Ask the director if the umpteen aspiring writers and directors who are all waiting will someday find a space in the industry, he sounds very positive. PraSankar states that the talented ghostwriters sure have a great future but they shouldn’t give up mid way. They will get experience which they can keep building. He shares, “There are many writing rooms, sometimes those who come without experience surprise you. We can’t categorise them, there might be a project that will showcase their strength and also some that will show their limitations. You can’t ask those who are weak in rom com to write a script, we have to identify their strengths and that comes out when you keep working.
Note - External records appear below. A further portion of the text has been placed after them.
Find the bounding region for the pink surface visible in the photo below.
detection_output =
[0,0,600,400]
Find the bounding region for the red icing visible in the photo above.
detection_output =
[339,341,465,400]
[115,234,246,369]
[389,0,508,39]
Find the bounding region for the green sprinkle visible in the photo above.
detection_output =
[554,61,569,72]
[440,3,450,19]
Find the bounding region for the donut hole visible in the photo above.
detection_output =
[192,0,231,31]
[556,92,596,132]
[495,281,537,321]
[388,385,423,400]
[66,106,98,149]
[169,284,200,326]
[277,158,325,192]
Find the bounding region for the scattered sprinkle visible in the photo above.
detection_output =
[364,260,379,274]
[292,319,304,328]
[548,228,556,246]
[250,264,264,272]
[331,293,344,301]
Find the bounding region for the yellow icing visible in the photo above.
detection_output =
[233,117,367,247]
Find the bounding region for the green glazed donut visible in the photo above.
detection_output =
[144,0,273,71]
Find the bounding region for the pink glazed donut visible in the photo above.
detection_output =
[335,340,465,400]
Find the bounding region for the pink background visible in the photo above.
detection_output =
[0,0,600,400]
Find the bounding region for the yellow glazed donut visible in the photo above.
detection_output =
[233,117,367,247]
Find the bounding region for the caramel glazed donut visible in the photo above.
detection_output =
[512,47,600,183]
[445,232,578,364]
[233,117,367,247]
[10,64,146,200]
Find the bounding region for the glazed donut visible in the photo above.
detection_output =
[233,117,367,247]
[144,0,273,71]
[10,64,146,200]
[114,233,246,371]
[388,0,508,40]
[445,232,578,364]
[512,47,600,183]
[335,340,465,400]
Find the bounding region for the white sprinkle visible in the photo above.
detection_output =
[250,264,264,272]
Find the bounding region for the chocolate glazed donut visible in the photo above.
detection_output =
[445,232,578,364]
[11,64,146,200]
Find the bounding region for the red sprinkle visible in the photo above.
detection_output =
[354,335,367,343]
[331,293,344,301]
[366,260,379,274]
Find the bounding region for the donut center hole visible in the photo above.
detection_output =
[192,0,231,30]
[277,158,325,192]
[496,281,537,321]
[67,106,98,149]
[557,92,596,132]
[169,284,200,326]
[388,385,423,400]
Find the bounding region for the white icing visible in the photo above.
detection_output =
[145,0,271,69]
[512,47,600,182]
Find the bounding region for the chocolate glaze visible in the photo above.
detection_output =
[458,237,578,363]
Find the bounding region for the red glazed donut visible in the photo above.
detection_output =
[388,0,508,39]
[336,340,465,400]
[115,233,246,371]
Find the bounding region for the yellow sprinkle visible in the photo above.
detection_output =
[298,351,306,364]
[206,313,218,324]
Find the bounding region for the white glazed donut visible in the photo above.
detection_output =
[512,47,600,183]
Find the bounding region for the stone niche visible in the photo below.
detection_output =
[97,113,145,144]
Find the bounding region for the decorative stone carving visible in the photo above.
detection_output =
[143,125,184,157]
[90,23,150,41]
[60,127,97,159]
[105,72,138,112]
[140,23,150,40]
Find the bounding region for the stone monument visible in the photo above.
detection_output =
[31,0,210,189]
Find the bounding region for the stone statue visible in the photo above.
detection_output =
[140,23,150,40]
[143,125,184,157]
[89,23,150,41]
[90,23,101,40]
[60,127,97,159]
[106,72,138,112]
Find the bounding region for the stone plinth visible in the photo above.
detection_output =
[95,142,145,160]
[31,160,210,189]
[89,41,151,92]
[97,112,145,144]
You won’t know what you are good at if you don’t write, one fine day you will get the recognition. We have a lot of writers and directors now and also those writers whose name doesn’t come on screen will find work. There is a constant need for writers and people keep asking if they are available. This is a small industry and when projects are moving, people require talent. You need to work till you get that one hit film and till then keep expanding your circle.” PraSankar reiterates there is a lot of space in the industry. The audience is getting selective and wants to watch good cinema otherwise they are okay watching films on OTT platforms. If the people don’t find the effort from the team, they won’t accept it, which is why the past three films – Bimbisara, Seetaramam, Kartikeya 2 were big hits. Once television was a competition to cinema and now it is OTT. I can see people have become alert, there is respect for writers and directors now.